Dissertation: Early Islamic Hermeneutics

My dissertation was completed in 2004 at Emory University under the guidance of my advisor Richard Martin, Gordon Newby, Devin Stewart, and Vernon Robbins. It has now been superseded by my much more comprehensive book The Formation of Islamic Hermeneutics, but a few scholars may still find value in the more extensive documentation the dissertation provides in some long footnotes.

David R. Vishanoff. “Early Islamic Hermeneutics: Language, Speech, and Meaning in Preclassical Legal Theory.” Ph.D. dissertation, Emory University, 2004.

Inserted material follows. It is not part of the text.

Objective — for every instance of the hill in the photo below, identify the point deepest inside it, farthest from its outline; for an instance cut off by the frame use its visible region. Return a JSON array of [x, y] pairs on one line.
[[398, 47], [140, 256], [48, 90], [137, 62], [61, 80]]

Here is a pdf of the dissertation, which I believe still accurately reflects the formatting and layout of the original. A scanned copy of the original, made by University Microfilms International, is available through many libraries or directly from Proquest here.

The Risāla of Muḥammad ibn Idrīs al‑Shāfiʿī (d. 204/820): Its Structure, Composition, and Significance

At the 2004 American Oriental Society meeting I presented part of Chapter 2 of my dissertation:

“The Risāla of Muḥammad ibn Idrīs al‑Shāfiʿī (d. 204/820): Its Structure, Composition, and Significance for Islamic Legal Theory.” American Oriental Society, San Diego, March 13, 2004.

Much of this material did not make it into my monograph The Formation of Islamic Hermeneutics, but was published later in a separate article “A Reader’s Guide to al-Shāfiʿī’s Epistle on Legal Theory (al-Risāla).

Here is a pdf of the conference paper.

Here is the abstract:

Despite several important studies, the structure and composition of al‑Shāfiʿī’s Risāla, and its relation to subsequent legal theory, remain a puzzle.  Several scholars have been driven to reorder the text or posit multiple stages of redaction in the late 3d/9th century.  Its reputation as the founding text of Islamic legal theory has been rightly called into question.

The difficulties presented by the text may be substantially alleviated if it is read as a sequence of three related but distinct parts, each with its own thesis and internal organization.  These parts are distinguished by formal characteristics as well as content.  Part 1 (through ¶568) seeks to demonstrate that the Qurʾān is a clear, consistent, and comprehensive statement of the law, by using the Prophetic Sunna and analogy to elaborate on summary Qurʾānic injunctions, and by exploiting the many ambiguities of Arabic to reconcile conflicting texts.  Part 2 (¶569-960) shows how to resolve conflicting traditions within the Prophetic Sunna, principally by exploiting linguistic ambiguities.  Part 3 (¶961-1821) gives procedures for arriving at formally correct rulings when, even with the aid of the well-established Sunna, the Qurʾān does not yield definite answers to legal questions.

When read in this way, the text as it now stands appears sufficiently coherent to represent the minimally edited lectures of a single scholar, possibly al‑Shāfiʿī.  Furthermore, although the Risāla does not display the same structure as later legal theory manuals, it does introduce both the major hermeneutical problem of legal theory (the correlation of law with revelation) and the classical solution to that problem (the analysis of linguistic ambiguity.)  This contribution was not ignored, but on the contrary was disputed and elaborated already during the 3d/9th century.  This paper thus reaffirms but also redescribes the central role of the Risāla in the development of Islamic legal theory.